5. Strength-and-resistance exercise doesn't benefit your heart, only cardiovascular exercise does.
This statement has been proven false. New research from the Archives of Internal Medicine shows that strength training can increase aerobic capacity. You can derive similar benefits from both strength training and cardiovascular exercise. Plus you boost your metabolism 24 hours a day, seven days a week, 365 days a year.
6. I'll lose flexibility if I perform strength-and-resistance exercises.
Not true. Proper strength-and-resistance training can actually improve muscular balance and flexibility. A recent study from the International Journal of Sports Medicine showed that formerly sedentary individuals who participated in resistance exercises showed an increase in flexibility. This occurs because of a concept called reciprocal inhibition. In lay terms, it means that when you contract, for example, the bicep muscle in the front of the arm, the tricep muscle at the back of the arm has to relax, elongate and stretch out. Basically, when you contract one muscle, you stretch the opposing one. This clearly will improve flexibility over time.
7. This type of program will take a long time to achieve results.
Fact is, you can see results in as little as four weeks by coupling effective strength-and-resistance exercises two to three times a week with a low-calorie eating plan. The reason this occurs so quickly is that the moment you start challenging your muscles, they will respond.

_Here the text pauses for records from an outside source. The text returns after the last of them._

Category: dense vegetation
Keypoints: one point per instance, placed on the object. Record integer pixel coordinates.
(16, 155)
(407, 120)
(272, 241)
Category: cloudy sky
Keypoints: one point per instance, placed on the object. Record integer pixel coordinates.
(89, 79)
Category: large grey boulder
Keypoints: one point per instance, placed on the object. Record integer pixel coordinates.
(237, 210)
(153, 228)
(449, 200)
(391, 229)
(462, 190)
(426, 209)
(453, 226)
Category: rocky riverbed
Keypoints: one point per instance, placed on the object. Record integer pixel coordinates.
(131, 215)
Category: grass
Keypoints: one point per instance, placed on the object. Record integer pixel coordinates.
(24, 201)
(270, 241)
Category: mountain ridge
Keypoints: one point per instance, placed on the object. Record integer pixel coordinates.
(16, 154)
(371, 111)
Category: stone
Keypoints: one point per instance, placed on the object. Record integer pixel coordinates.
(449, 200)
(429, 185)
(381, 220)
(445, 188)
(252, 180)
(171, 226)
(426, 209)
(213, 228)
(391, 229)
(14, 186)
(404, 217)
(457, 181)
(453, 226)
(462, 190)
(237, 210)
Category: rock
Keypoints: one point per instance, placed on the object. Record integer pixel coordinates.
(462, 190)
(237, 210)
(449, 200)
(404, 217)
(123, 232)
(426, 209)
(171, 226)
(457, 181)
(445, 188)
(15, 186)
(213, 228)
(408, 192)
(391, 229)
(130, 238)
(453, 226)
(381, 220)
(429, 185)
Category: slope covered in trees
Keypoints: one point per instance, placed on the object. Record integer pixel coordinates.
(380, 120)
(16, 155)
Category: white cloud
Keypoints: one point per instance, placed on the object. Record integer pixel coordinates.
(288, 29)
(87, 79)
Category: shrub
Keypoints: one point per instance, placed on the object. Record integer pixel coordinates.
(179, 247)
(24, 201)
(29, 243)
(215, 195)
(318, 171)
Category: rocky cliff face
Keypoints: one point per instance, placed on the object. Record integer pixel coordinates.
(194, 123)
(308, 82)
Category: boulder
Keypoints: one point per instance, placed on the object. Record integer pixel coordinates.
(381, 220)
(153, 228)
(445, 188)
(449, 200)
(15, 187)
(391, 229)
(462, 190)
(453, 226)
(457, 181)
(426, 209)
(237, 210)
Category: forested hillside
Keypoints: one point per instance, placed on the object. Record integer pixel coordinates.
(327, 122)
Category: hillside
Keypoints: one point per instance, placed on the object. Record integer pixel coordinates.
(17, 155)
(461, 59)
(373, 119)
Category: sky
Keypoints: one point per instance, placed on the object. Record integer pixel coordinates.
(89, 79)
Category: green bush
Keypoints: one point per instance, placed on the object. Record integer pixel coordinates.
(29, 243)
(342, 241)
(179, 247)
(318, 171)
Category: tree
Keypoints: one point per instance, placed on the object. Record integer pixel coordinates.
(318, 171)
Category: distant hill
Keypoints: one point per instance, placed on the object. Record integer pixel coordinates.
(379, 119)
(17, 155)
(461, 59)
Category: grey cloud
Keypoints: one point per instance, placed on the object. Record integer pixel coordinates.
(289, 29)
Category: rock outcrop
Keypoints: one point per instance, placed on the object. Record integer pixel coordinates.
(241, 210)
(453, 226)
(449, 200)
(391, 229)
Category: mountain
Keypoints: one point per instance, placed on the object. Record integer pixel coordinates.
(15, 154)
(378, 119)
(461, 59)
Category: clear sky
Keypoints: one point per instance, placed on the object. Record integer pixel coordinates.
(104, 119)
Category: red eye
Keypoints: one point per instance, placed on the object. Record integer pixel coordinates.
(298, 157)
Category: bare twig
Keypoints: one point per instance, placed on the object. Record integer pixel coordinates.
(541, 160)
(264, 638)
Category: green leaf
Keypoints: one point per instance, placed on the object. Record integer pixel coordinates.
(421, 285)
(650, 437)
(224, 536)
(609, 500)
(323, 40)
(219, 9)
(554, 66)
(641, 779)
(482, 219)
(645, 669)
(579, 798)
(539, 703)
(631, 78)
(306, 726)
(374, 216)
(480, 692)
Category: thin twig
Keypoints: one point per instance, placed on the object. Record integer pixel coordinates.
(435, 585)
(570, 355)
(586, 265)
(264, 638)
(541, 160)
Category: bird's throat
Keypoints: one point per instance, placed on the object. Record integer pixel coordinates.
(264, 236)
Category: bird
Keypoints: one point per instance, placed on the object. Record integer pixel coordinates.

8. I'm already too muscular.
From my experience, most people are not too muscular, they're simply carrying too much body fat. A woman may feel that she is muscular because her thighs are large but firm. Actually, her thighs are carrying a high percentage of body fat, not muscle. After age 20, the average person loses between one half to seven tenths of a pound of muscle each year. As a woman approaches menopause, her rate of muscle loss doubles. As all individuals reach age 70, they begin to lose a full three pounds of muscle each year. That's over 30 pounds in a decade!